A veces pienso que en medio de la vulgaridad de las fiestas del apogeo del narcotráfico, incomparables con la fiesta recatada de Fritanga en su isla, cuando la cosa era propia de una élite de rufianes celosos, sin hígados, también se realizó la filosofía de los anarquistas en una nueva barbarie redentora, y la de Breton que dijo que el acto surrealista por excelencia sería disparar al azar sobre una multitud. Recuerdo que Rodríguez Gacha usaba en su baño papel higiénico impreso con la Venus de Boticcelli. Bakunin no habría podido superar ese gesto de refinamiento anarquizante contra las conquistas del arte de las burguesías. Lenin había dicho que el oro serviría en otro orden más justo para hacer orinales. Pero nadie irrespetó el dinero de una manera tan radicalmente revolucionaria como los inodoros de oro de los primeros mafiosos. Un cinismo esclarecedor e involuntario. Unos como esos vecinos míos de Envigado, que en vez de contarlo, pesaban el dinero, despreciando su esencia, alterando su carácter, ejercieron a su modo, inconsciente, el derecho diabólico de completar la tergiversación social.

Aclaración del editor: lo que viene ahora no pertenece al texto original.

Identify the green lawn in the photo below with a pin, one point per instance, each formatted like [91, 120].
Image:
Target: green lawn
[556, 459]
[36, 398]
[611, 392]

El discurso de los moralistas dicen que el delito no paga. Pero omiten decir que a veces también los pandilleros del narcotráfico hacían milagros como los santos antiguos, aunque de otro modo, cuando consolaban a las putas tristes con automóviles alemanes y con piedras africanas o salvaban de la mugre de la miseria un huérfano mientras hacían otro. La bestialidad y la ternura mezcladas. Y el símbolo: el charro. El charro de siempre en la iconografía latinoamericana. El mero cabrón. El macho cerrero.
Las fiestas de los primeros mafiosos de Medellín, los que me tocaron a mí, las de los fundadores del Cartel de Medellín que fueron mis amigos, eran fiestas más o menos normales. Y sucedían en la intimidad de los prostíbulos de la clase media. Me acuerdo de los brunos y los albertos y los posadas que acarreaban de Panamá la cocaína Merck del principio, camuflada entre los calzones que les traían a las putas de Lovaina y el Fundungo. Muchachos inocentes con ínfulas de malos, llegaban al jolgorio en automóviles descapotables como en una película. Y a veces con unos perros que parecían muy orgullosos de sus amos por el modo como agitaban el cabo de cola bien cortado. Entonces el narcotráfico -el narcotrágico-, no era todavía una especialización. Era apenas un cuadre. Una manera de redondear el presupuesto. En sus días ordinarios los primeros mágicos se entregaban a otras prestidigitaciones, a ejercer oficios más graves, de más responsabilidad y riesgo. Unos eran expertos en ventosas, maestros del arte de perforar muros y romper tejados. Otros, asaltantes de bancos de barrio. O jaladores, así se llamaban, de automóviles o fabricantes de cheques chimbos. Pero todos poseídos por la concupiscencia del dinero, no por la avaricia que es otra cosa, por las ganas de ostentar con perfecta inocencia, con perfecta inconsciencia.
No dejo de pensar que en estos Fritangas y Gordolindos y Jabones hay algo sagrado también. El demonio de la transgresión pertenece naturalmente a lo sagrado. Tienen algo de chivos expiatorios mientras se sacrifican en el altar de los valores de una sociedad, llevados al extremo, reducidos al absurdo. La locura de la codicia. La lujuria de ser aceptado. La fiebre de acumular que Marx relacionó con el pecado original. Y que Freud atribuyó al carácter anal, pues en su hermenéutica, quizás con razón, el oro y la mierda corren parejos en los reinos de lo inconsciente.
De cualquier modo, cuando comenzaron a refinarse las fiestas de los narcotraficantes de Medellín, yo decía -como Don Guillermo Cano- que el que me invita me hace un gran honor. Pero el que no me invita me hace un gran favor. Y jamás volví a aceptar las invitaciones de mis amigos cuando se volvieron excesivos… aunque no sé si hice bien o mal, que carajo.